= Stanley Graze =

American economist

Stanley Graze was an economist from New York City. He graduated from and lectured at the City College of New York and had a master's degree from Columbia University. He was employed by various Wall Street firms, the State Department, and the United Nations. He was alleged to have been a Soviet spy based on a transcription of the Gorsky Memo.
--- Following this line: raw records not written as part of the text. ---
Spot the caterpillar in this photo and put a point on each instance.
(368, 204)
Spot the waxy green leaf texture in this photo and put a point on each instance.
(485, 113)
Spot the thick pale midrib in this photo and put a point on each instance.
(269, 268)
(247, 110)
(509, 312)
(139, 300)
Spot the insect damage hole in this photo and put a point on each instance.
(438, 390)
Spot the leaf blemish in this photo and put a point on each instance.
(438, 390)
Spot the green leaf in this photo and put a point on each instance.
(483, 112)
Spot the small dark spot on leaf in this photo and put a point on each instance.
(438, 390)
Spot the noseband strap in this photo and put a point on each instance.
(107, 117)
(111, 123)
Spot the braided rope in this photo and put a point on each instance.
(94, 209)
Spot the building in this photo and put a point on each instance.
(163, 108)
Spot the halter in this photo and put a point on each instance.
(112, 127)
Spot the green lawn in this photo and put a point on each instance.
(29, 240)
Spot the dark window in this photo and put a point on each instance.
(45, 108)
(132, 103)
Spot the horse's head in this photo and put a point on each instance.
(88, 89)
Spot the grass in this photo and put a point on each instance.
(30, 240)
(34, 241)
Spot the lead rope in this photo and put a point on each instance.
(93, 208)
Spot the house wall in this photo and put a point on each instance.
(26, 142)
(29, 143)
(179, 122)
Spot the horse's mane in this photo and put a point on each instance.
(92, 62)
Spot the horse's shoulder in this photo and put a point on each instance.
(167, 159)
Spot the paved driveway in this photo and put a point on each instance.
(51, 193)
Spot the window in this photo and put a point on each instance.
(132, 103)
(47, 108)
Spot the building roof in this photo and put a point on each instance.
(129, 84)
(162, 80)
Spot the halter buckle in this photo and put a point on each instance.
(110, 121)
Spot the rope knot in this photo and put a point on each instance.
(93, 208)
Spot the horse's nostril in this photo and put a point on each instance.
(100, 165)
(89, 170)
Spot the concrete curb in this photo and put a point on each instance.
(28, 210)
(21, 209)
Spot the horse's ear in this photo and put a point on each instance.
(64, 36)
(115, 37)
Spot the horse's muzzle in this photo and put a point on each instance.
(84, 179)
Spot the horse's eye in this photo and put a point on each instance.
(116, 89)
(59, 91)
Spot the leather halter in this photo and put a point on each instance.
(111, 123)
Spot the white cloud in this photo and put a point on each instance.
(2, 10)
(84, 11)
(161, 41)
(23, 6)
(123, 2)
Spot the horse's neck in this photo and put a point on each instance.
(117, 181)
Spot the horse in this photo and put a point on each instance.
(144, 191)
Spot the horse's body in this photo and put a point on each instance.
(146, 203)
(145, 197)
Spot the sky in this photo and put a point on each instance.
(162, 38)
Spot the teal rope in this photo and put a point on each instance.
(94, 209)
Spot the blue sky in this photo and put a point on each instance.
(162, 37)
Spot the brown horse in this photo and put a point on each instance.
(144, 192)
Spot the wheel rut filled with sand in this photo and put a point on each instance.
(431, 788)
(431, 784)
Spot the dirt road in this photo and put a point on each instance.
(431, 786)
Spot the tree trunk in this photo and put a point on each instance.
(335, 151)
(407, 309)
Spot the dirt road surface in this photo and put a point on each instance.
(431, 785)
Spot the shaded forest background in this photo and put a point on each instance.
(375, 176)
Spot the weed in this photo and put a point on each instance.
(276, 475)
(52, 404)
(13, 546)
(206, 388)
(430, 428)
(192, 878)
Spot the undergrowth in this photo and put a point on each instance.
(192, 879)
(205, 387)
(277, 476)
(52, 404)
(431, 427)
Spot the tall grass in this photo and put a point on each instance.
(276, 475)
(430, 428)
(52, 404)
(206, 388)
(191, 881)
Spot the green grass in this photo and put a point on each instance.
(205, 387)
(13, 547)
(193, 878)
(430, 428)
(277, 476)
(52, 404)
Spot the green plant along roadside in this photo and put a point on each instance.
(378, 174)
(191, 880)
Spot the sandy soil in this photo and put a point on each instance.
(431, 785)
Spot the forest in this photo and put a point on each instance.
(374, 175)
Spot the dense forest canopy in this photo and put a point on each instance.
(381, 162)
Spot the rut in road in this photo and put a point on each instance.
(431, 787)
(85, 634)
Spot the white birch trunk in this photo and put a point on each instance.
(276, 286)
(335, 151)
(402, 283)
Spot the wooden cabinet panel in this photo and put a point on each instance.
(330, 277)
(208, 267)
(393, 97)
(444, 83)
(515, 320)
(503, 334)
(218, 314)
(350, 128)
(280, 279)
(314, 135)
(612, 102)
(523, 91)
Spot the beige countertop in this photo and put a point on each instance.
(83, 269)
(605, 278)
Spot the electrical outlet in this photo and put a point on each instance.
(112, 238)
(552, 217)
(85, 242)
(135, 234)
Stanley was the brother of Gerald Graze, both were listed in Alexander Vassiliev's transcription of the 1948 Gorsky Memo, allegedly identified as government officials related to the Soviets. Vassiliev initiated and lost a 2004 libel case against the magazine Intelligence and National Security in the British Courts concerning related material pertaining to the Gorsky Memo from his book, "The Haunted Wood." Graze was also listed in the FBI Silvermaster File, which was compiled during the Cold War to assess Soviet presence in the US Government. The FBI placed surveillance over his interaction with Victor Perlo. It remained unclear whether the cryptonym "DAN", was in fact Graze. Graze was later cleared by an internal review board. Like many Americans at the time, he was charged due to McCarthy's "Red Scare".

While working as an officer in the Office of Strategic Services, Graze participated in intelligence missions in Europe, based out of London during World War II. Graze received an Honorable Discharge at the end of his military service.

State Department Diplomat, Deborah E. Graze, is the daughter of Gerald Graze. She has served as the Consul General in Milan, Italy.